Si de continuo metemos las narices en los libros, somos apasionados de sus páginas o incluso vemos determinadas películas, entre las razones principales se encuentra, creo, el deseo de saber cómo piensan otras personas, qué sienten, cómo superan sus dificultades, cómo les nacen los sueños y los llevan acabo: qué les pasa, también, y mucho en mi caso, cuando se van haciendo mayores. A mí escasamente me interesa el relato físico de ascensiones notorias si no va acompañado por lo que sus actores sienten, sus anhelos, su temor, el modo en cómo en su voluntad se va abriendo paso un sueño o proyecto hasta convertirse en una pasión ineludible. Una excelente escritora de libros de montaña como Bernadette McDonald, un ejemplo, sabe hablarnos del alma de los alpinistas que retrata. A esto me refiero. Cuéntanos de tus sueños y la lucha contra los demonios y el miedo, parece que le dijera el lector al autor de un libro de montaña. Y si no lo cuentas directamente, háznoslo sentir al menos con la fuerza de tu relato.

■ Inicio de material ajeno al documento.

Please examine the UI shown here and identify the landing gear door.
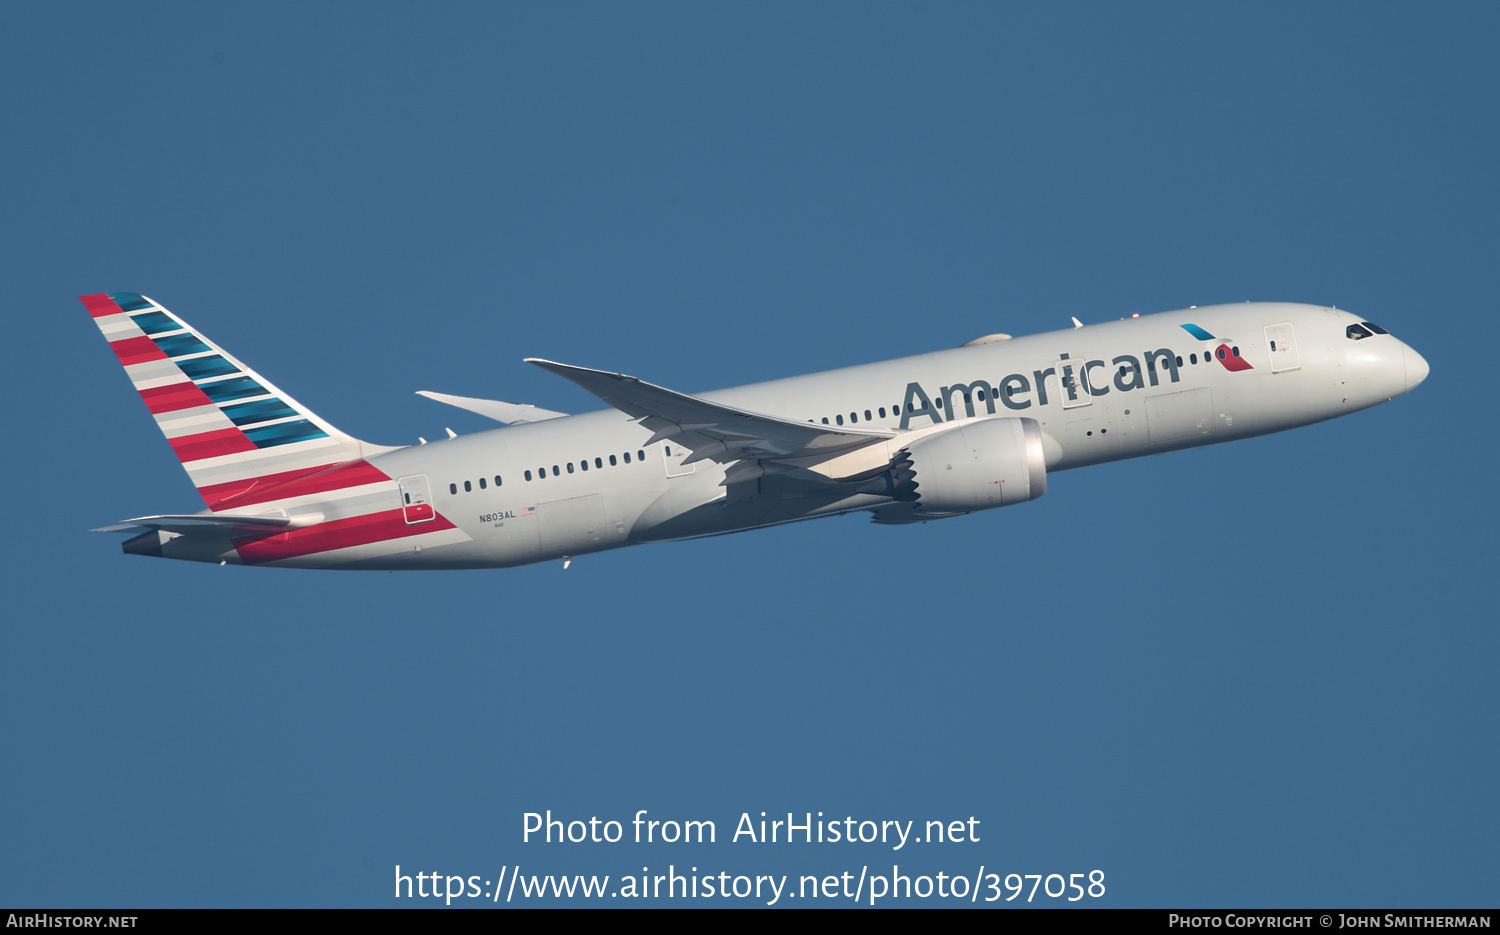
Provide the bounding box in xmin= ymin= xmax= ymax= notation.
xmin=399 ymin=474 xmax=436 ymax=524
xmin=1265 ymin=323 xmax=1301 ymax=373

Yo quiero ser fiel lector de un libro que hable, no de subir un ochomil, sino de un libro de un amante apasionado de la montaña que asciende por las empinadas laderas de la edad de los 60, 70, 80, 90 y me cuente lo que pasa por su interior, lo que siente, cómo se las apaña con los hándicaps y los achaques, qué alegrías saca de su lenta a ascensión por esas abruptas laderas. Si además el autor de ese libro hipotético es un hombre sencillo, humilde, mejor que mejor.  Por cierto, que en este punto se me ocurre que una buena metáfora de la vida sería la de una montaña donde los años de aquélla estuvieran representados por las curvas de nivel. Empezaríamos escalando la montaña en el nivel cero y durante toda ella, tramo a tramo, iríamos ganando altura hasta la cercanía de la cima, momento este último, el definitivo, la cúspide de la vida, en que volverse y mirar con orgullo desde arriba la existencia entera. Hora de tomar aliento y decir Good bye!, Ciao!, ha sido un placer.

Ingenua y simplista imagen, lo sé, pero no está tampoco mal hacerse niño, agarrar como un párvulo un estuche de esos que usábamos en el colegio, ¿cómo era?, sí, pinturas Alpino, y empezar a garabatear aquellas montañas picudas que tanto gustábamos diseñar y que en la madurez pueden convertirse en símbolo de una atractiva ascensión. 

* * *

Terminado este post me acordé de Martínez de Pisón del que había escuchado por Carlos sobre su paso por el escenario del Covid y escribí una nota a un amigo pensando que me podría dar alguna información adicional. Desde que leí su libro El territorio del leopardo e intercambié con él un par de emails es una persona por la que profeso un especial cariño, esos sentimientos que se te imponen sin que tu razón intervenga para nada. No, no son las cosas tantas veces ni mucho menos tal como las pintaba más arriba, ese deporte de escribir y especular desde el sillón sobre la vida, más tratándose de una vida intensa, generosa y hermosa como la de Eduardo, ante cuya situación actual hablar de cumbres y similares casi puede ser indecoroso cuando nos acercamos a la otra cara de la moneda con una esposa fallecida no hace mucho y graves achaques de la edad. Le decía al amigo que no sabía por qué se me hacía un nudo en la garganta leyendo las noticias que me daba de Eduardo, que me costaba comprender íntimamente lo que sucede en el alma de la gente mayor, especialmente cuando lo sientes tan dentro de ti y las circunstancias son tan penosas.